The video is the result of the Quaranteenage Dirtbag Challenge, which Wheatus frontman Brendan Brown announced in March after the band was forced to cancel some 20th-anniversary touring plans due to the coronavirus pandemic. Per a note in the video’s description, Wheatus received submissions from 106 contributors from 16 different countries, leading to a delightful mash-up of people performing “Teenage Dirtbag” on everything from drums, guitar, bass and piano to cellos, violins, flutes and even some kitchen appliances.

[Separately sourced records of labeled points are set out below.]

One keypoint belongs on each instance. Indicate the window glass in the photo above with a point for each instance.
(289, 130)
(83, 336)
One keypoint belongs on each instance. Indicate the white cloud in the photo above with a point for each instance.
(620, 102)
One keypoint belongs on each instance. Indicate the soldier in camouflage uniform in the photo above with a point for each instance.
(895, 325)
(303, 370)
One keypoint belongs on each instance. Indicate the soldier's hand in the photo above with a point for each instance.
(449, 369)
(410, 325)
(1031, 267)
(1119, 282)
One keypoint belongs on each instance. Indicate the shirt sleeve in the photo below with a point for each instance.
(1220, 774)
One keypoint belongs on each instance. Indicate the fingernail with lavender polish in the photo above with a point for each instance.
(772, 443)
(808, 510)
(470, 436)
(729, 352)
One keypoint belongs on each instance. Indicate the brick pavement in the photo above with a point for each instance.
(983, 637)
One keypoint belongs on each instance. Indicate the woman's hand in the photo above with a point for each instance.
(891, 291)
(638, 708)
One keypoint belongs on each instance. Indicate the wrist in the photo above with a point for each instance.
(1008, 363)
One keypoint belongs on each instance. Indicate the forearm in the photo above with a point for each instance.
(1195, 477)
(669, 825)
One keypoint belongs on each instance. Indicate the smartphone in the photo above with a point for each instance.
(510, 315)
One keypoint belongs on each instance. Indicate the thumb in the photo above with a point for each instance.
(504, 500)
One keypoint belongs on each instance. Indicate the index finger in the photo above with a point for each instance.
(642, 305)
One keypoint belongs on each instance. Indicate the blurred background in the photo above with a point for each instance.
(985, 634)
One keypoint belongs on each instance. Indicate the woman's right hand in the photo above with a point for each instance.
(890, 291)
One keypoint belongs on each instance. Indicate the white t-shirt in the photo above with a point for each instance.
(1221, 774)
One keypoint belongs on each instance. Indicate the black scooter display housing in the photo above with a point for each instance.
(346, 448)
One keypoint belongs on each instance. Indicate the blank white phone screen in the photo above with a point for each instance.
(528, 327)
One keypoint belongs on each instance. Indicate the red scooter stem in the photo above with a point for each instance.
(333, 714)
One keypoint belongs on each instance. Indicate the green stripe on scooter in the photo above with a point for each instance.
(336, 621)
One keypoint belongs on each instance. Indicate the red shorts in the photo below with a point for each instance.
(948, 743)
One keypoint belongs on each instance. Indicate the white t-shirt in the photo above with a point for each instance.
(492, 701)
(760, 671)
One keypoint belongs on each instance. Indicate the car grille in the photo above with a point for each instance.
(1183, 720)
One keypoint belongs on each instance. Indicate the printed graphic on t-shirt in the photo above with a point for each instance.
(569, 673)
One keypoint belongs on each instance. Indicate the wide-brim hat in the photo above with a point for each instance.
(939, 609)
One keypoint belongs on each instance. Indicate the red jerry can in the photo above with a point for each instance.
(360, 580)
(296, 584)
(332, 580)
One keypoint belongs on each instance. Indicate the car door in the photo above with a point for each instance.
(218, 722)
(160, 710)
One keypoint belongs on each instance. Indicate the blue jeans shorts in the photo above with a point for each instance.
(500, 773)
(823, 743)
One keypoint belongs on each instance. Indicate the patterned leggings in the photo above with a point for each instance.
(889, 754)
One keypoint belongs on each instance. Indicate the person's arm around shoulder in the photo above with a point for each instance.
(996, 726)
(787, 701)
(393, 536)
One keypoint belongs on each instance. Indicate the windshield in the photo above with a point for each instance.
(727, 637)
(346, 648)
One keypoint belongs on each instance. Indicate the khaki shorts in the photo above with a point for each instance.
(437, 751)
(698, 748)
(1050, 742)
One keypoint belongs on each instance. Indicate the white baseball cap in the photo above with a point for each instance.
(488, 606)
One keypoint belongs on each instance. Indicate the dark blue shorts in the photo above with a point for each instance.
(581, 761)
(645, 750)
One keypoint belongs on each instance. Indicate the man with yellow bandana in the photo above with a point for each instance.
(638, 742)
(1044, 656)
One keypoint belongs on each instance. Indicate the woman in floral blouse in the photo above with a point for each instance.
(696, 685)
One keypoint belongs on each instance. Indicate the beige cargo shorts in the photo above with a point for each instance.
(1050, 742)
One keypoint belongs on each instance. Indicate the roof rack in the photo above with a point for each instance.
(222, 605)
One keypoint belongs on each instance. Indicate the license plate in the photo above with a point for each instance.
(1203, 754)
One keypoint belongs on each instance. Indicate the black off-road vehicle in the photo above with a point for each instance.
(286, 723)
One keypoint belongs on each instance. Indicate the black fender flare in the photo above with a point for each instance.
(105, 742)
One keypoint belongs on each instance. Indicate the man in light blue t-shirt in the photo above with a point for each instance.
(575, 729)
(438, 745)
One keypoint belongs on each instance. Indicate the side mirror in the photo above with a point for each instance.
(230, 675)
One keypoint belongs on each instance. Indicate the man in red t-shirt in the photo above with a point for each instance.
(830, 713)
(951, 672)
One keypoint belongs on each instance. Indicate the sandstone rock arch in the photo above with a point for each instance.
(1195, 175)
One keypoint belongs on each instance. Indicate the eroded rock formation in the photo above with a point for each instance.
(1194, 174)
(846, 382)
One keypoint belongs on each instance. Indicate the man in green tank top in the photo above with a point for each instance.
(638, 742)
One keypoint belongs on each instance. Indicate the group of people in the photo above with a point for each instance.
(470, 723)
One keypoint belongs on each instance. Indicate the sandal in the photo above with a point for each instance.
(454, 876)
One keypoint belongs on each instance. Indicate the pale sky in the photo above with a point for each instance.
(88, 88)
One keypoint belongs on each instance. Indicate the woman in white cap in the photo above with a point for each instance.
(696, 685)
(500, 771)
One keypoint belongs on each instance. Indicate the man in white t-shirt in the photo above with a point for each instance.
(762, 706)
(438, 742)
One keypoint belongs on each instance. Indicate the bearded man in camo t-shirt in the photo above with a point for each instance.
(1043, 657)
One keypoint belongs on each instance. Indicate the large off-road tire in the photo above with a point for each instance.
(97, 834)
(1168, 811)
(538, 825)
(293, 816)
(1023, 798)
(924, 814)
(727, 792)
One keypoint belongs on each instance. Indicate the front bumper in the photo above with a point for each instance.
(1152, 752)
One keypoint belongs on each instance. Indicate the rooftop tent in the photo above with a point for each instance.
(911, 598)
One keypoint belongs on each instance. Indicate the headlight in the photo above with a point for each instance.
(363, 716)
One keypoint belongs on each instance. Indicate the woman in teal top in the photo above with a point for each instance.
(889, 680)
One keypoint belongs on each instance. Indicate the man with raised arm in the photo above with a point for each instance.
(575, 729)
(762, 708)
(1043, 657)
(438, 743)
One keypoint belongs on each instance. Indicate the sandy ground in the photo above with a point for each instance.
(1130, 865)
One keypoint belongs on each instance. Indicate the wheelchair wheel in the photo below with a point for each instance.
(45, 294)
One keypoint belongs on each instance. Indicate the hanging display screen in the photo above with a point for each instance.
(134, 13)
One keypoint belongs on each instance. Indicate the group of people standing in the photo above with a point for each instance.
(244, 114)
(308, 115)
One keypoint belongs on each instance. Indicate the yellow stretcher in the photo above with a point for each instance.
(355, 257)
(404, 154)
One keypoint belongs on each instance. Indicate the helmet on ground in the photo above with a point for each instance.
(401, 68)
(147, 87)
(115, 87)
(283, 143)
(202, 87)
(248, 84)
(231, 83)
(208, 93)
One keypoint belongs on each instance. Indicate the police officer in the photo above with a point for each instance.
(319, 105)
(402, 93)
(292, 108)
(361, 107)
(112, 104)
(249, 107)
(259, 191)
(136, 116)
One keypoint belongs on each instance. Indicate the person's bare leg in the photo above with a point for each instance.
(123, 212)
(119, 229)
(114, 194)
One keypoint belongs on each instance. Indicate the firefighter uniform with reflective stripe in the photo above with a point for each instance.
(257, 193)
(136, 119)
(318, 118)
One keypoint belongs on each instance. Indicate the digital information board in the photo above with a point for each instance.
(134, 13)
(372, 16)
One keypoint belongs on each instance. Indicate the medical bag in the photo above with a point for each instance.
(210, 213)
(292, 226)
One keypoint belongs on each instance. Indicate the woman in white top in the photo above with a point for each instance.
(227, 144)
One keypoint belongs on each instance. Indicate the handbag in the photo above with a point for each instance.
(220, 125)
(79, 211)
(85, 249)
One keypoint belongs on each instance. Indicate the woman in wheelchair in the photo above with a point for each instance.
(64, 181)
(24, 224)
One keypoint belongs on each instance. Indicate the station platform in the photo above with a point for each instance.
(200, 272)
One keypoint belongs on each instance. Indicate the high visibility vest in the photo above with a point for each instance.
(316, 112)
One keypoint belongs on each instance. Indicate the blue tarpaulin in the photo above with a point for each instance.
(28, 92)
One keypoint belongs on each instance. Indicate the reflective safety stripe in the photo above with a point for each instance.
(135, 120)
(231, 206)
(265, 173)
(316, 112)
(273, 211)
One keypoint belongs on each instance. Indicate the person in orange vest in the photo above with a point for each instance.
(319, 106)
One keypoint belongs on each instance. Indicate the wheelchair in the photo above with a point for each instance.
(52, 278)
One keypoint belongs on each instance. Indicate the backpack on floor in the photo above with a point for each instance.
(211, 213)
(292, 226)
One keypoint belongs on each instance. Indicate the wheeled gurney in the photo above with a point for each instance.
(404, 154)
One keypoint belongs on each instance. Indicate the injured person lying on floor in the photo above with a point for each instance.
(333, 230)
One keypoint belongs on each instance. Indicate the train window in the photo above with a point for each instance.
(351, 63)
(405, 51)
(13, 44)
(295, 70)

“Quaranteenage Dirtbag” arrives on the heels Wheatus’ own remaking of “Teenage Dirtbag,” which was released earlier this month. Brown has spent the past year or so painstakingly recreating Wheatus’ self-titled 2000 debut album because he no longer has the record’s master recordings. As Rolling Stone recently reported, Wheatus was recorded on a now-defunct format called ADAT, and years ago Brown gave his last personal copy of the masters to his former label, Sony, and hasn’t seen them since.

“It’s like being made whole again,” Brown said of the project. “If you make something, and you’re precious about the process, and then you deliver it to the world, and then suddenly it’s inaccessible to you, forever — that’s kinda shitty. It’s troubling. Feeling whole, one song at a time, is really nice.”